Ethical challenges will require monitoring. The high cost to develop and deploy AI can privilege accessibility to people in wealthier nations, neglecting lower-income countries.

“One of the things we have to think about is how we can make AI accessible to everyone,” says Kersten-Oertel. “How can we create these tools and technologies so that they’re benefiting the whole world?”

Societal imbalances can also find their way into AI itself. Data may seem neutral, but it’s not invulnerable to institutional biases. If the data it’s given to learn isn’t inclusive and representative of all kinds of people, the AI will internalize the biases we see more broadly in our society. Hospitals in affluent areas have more resources, which means patient outcomes are good.

Hospitals in more disadvantaged places will not have the same resources and may see worse outcomes. If data from the first hospital is fed to an AI, it will be misrepresentative of experiences at the second hospital.

For example, research has shown that women of colour, and particularly Black women, are often diagnosed with breast cancer later than white women.
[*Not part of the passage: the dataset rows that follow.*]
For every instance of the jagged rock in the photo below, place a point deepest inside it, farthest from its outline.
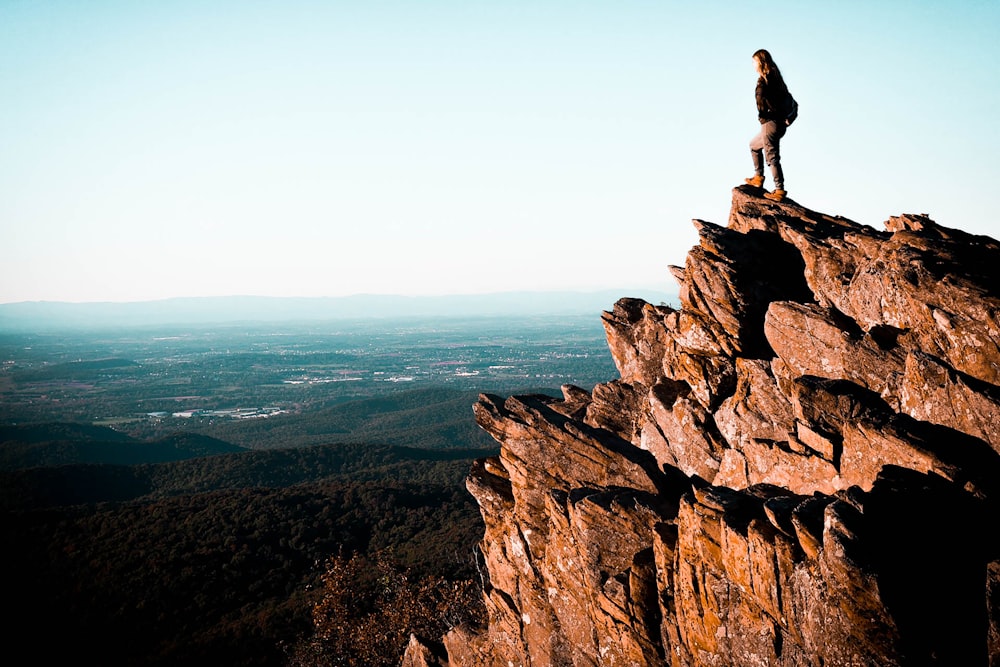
(800, 466)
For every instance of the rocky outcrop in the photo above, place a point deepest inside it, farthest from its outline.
(797, 467)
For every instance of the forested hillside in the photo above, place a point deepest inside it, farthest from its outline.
(221, 558)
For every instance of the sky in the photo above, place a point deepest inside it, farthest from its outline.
(151, 150)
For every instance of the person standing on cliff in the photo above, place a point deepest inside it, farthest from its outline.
(776, 109)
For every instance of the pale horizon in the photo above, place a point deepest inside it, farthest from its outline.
(302, 149)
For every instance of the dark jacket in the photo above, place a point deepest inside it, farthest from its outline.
(773, 99)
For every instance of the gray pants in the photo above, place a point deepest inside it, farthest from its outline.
(766, 146)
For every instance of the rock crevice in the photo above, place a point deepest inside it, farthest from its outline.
(797, 466)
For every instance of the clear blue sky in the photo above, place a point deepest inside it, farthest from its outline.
(161, 149)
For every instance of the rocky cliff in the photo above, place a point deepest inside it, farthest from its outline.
(800, 466)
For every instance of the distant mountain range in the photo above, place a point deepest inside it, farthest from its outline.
(48, 315)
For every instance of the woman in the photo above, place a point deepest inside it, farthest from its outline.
(774, 104)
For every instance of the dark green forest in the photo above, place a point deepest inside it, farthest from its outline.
(220, 559)
(268, 495)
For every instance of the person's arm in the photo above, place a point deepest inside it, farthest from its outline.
(762, 110)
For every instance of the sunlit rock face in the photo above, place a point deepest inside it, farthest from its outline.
(799, 466)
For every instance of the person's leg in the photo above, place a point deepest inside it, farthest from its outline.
(756, 152)
(771, 133)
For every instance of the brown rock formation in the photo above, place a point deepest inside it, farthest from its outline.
(799, 466)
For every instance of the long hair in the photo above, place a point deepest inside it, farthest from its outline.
(768, 69)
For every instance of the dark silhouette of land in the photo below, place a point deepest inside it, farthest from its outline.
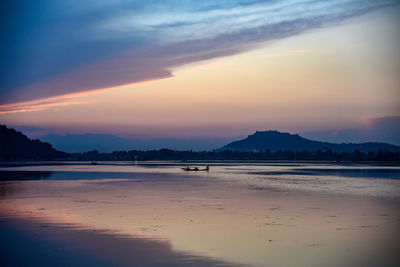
(268, 145)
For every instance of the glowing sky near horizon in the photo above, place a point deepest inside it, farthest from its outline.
(210, 71)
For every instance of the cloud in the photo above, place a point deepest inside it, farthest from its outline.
(56, 48)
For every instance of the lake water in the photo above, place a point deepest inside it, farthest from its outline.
(252, 214)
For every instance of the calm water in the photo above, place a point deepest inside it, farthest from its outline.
(245, 214)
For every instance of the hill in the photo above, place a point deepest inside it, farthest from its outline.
(15, 145)
(274, 141)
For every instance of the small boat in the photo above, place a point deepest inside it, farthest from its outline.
(195, 169)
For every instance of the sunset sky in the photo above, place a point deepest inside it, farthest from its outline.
(199, 68)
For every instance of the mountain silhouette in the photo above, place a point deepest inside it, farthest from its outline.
(15, 145)
(274, 141)
(107, 143)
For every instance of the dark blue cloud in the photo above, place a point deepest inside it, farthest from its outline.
(51, 48)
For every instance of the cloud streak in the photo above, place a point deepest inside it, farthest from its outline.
(53, 49)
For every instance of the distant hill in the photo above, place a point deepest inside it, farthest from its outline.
(16, 146)
(106, 143)
(274, 140)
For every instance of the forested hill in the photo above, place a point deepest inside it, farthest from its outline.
(15, 145)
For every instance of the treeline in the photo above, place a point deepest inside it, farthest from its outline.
(167, 154)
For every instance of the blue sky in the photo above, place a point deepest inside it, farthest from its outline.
(194, 69)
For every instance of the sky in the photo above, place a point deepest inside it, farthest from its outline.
(199, 69)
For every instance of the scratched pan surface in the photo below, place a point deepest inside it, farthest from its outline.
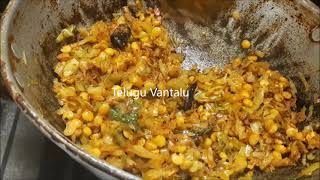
(201, 29)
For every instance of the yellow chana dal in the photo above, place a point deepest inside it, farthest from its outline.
(241, 117)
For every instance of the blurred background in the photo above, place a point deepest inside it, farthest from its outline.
(25, 154)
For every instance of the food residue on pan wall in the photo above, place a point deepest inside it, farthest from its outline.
(235, 119)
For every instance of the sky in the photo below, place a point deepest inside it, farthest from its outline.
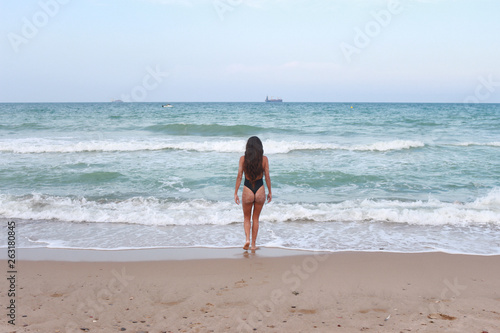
(244, 50)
That means AIs that have been fed non-inclusive mammogram data could fail to account for that crucial disparity.

“We have to be aware of these existing biases and do our best to make sure that we’re not propagating them,” says Kersten-Oertel.

Bacon expresses a similar imperative for AI to produce broad, inclusive outcomes in health care. “We want people to be healthier and happier. We want them to live longer, fuller lives. I know it sounds very grandiose, but that’s what drives us. It motivates us. That’s really what’s at the core of all of this work.”